My favorite way to handle them involves the use of the singular value decomposition. Routines written in Fortran for the SVD can be found at:

http://www.netlib.org/lapack/single/

These could be most easily implemented on a machine that has Basic rather than keystroke programming. Or, you could just get an HP48G which has the SVD and lots more built-in. I find the HP48G very handy for experimenting with advanced matrix algebra.

The book, "Numerical Recipes", has a good section on the use of the SVD for dealing with ill-conditioned systems. I hope I can stir up some interest in this.

#37

Quote:
Rodger, you are right, I can't count rows :-(

Let's try again with the correct data:

(4.8, 4.3)

(9.1, 8.2)

(7.1, 6.6)

(4.8, 4.3)

(9.3, 8.3)

(3.2, 2.9)

(6.7, 6.1)

The correlation is about 0.999. If you add the right hand sides (45.0, 40.7), the correlation jumps to 0.99998. This means, that the equations are almost linearly dependent and the system is in fact underdetermined.

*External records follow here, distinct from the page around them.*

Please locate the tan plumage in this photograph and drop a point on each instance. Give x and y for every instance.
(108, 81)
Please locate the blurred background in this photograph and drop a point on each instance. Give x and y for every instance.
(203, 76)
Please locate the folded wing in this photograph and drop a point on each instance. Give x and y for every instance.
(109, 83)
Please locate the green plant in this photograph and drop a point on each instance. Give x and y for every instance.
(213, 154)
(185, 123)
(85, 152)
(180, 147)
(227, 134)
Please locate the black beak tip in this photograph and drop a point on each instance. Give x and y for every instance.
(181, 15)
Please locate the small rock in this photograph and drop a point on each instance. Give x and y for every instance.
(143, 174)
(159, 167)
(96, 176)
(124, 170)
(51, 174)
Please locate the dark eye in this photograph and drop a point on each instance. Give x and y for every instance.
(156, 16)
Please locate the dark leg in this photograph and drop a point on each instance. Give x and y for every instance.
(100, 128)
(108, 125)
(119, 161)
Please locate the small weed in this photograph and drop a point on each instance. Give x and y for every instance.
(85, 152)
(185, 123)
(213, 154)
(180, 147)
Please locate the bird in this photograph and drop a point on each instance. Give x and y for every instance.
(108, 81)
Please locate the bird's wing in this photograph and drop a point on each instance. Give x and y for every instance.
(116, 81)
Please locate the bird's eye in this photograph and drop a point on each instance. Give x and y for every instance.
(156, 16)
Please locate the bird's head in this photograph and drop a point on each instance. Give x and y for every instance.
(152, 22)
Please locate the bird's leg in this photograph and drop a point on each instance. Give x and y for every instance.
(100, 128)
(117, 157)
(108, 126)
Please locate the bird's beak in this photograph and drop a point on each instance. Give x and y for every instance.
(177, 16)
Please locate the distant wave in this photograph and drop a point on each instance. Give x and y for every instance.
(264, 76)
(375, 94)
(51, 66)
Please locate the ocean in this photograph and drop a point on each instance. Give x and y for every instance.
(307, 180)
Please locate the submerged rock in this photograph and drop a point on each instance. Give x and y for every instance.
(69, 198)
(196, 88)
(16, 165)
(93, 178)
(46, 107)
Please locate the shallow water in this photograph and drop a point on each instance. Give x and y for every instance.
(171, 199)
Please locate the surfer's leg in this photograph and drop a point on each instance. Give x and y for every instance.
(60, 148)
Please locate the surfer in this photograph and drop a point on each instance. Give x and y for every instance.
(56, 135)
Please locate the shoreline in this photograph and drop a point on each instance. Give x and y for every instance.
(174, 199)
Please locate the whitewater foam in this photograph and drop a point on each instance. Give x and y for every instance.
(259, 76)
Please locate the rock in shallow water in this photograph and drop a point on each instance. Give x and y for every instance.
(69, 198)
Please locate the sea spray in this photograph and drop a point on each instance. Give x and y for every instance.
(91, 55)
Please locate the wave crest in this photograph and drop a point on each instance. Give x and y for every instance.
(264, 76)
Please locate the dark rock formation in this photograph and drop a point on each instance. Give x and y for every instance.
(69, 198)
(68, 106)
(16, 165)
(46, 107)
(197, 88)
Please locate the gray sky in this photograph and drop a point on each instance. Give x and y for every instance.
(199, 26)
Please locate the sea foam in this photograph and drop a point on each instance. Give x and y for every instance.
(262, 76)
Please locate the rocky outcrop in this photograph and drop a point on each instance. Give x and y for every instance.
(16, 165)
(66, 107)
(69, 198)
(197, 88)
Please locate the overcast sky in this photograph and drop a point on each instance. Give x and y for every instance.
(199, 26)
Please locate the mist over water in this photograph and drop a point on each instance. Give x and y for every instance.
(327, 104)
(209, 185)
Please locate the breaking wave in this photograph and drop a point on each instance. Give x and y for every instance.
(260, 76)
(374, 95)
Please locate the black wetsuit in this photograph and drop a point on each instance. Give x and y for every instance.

The convention is that the terms "overdetermined" and "underdetermined" refer only to whether the system has more equations than unknowns, or fewer equations than unknowns. So Valentin's system is neither. But the fact that system exhibits near linear dependencies (another way to put it is to say that the system is near rank deficient) means that it is ill-conditioned. This can be true even without any high correlations, but high correlation can sometimes indicate where linear dependencies lie. In this case, it gave us the clue that dropping row 7 might be a good thing to do.

Can you elaborate, how underdetermined linear systems can be tackled?

To my mind, one of the most elegant methods uses the pseudoinverse. There is some discussion of the pseudoinverse at mathworld.wolfram.com.

But an underdetermined system can still be ill-conditioned, and may need to be attacked by techniques suggested by backward error analysis. What I like to do is to find another matrix only a small distance from the original A, with much smaller condition number and use it to solve the system.

The Lawson and Hanson reference at:

http://mathworld.wolfram.com/LeastSquaresFitting.html

is a good place to get detailed discussion of these things.

Marcus



#38

Thanks for the answer!

It'll take some time to digest it all.